Advantages and disadvantages of mink oil inside leather boots

Mink oil has several benefits inside boots. However, each of these benefits can have negative consequences if not applied properly.

leather conditioning

Starting with the conditioning feature, mink oil can soften the leather. By applying a generous amount of oil to boots, you can make stiff boots softer and easier to wear. As most owners of leather boots know, leather is flexible and conforms to the foot. Leather conditioning makes it softer and quicker to form around the feet. This is why some people may use mink oil inside their boots.

To obtain the expected results, you must leave the boots for an adequate amount of time so that they fully absorb the oil. The oil will penetrate the pores of the leather filling them and thus softening the internal fibers. However, you should remove excess oil as it could lead to rotting of the leather.

On the other hand, while mink oil will soften the boots, it is difficult to remove excess oil from the inside. Excess oil inside can lead to rot. Also, too much softness on the inside of the boots can cause them to wear out faster.

water-resistant layer

The layer that mink oil creates by filling the pores will lock in moisture. Mink oil is a thick oil that can resist water, thus protecting boots from moisture. Whenever water seeps into the inside of your boots, the leather will not be affected as it has a waterproof coating.

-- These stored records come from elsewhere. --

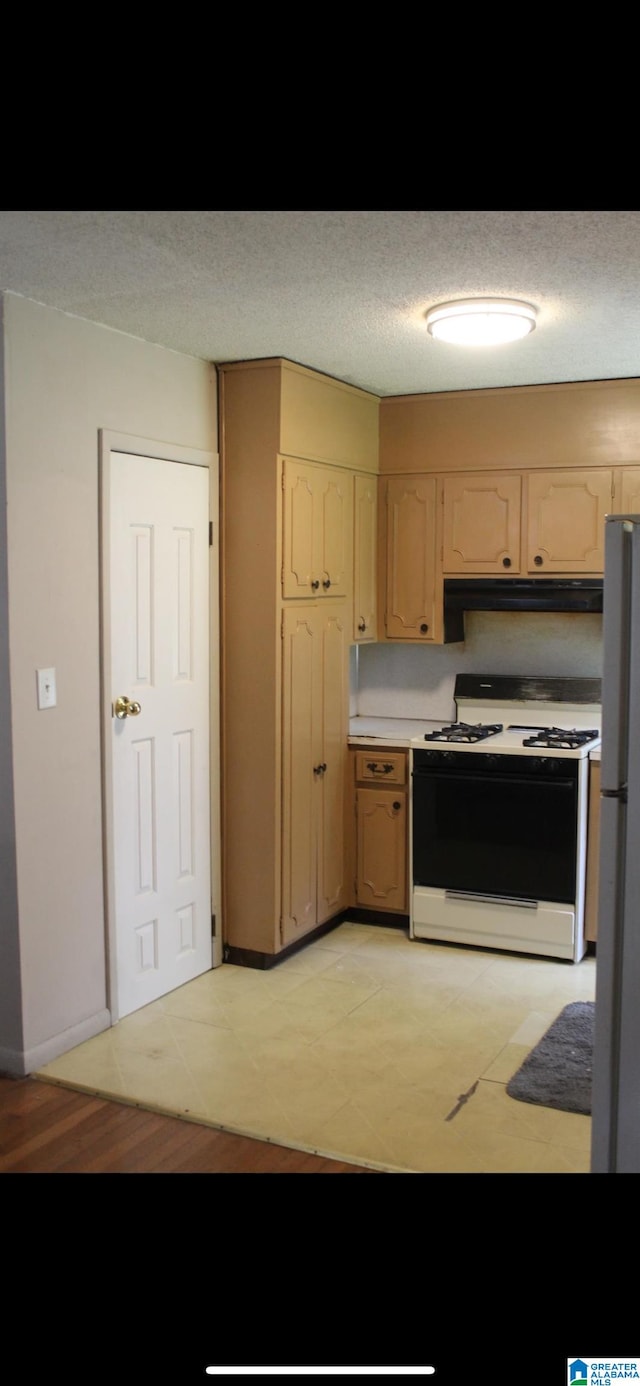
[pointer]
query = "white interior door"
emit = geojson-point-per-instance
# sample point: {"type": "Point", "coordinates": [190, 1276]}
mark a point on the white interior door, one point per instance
{"type": "Point", "coordinates": [158, 643]}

However, the excess oil in the leather locks the moisture inside the pores and this leads to rot. Therefore, an adequate amount of mink oil protects the leather against water, while too much oil damages it.

Most people don’t really like to protect the inside of their boots from water. This is simply because this inner side is not normally subject to water like the outer parts.

Pro Tips for Applying Mink Oil Inside Boots

So, as you can see, mink oil has a huge advantage over leather boots. Also, you can use it on any leather shoes. This includes oil-tanned and smooth-finished boots. However, you should be careful about the following points.

Leave your boots in the sun for an hour or two after oil application. This helps the leather absorb oil quickly. If you don’t live in a place where the heat of the sun is available, you can use a hair dryer.

Use a dry cloth to remove excess oil from the inside of the boots. . Also, it is better to use a brush when applying the oil instead of just pouring some oil on it. This offers better distribution on the inner side and won’t leave too much excess oil behind.

Many people have always complained that mink oil changes the color of their leather shoes. So when applying oil to the inside, make sure you don’t get excess oil on the top of the boots . Unless you don’t mind a degree or two of darker color tones, never put mink oil on the outside parts.

Another important consideration is the mink oil on the soles. Mink oil will soften the soles and therefore they will wear out quickly. Also, the bottom of the shoes will become sticky and collect dirt. Therefore, make sure that the oil never reaches the soles.


Mink oil is a favorite of many leather boot owners. Its conditioning characteristic is superior to any other alternative. Whether you apply it to the outer sides of the boots or inside them, don’t overdo it.

For application inside boots, you must have a reason to do so. Unless you need to soften the leather on the inside, regular oiling is not necessary.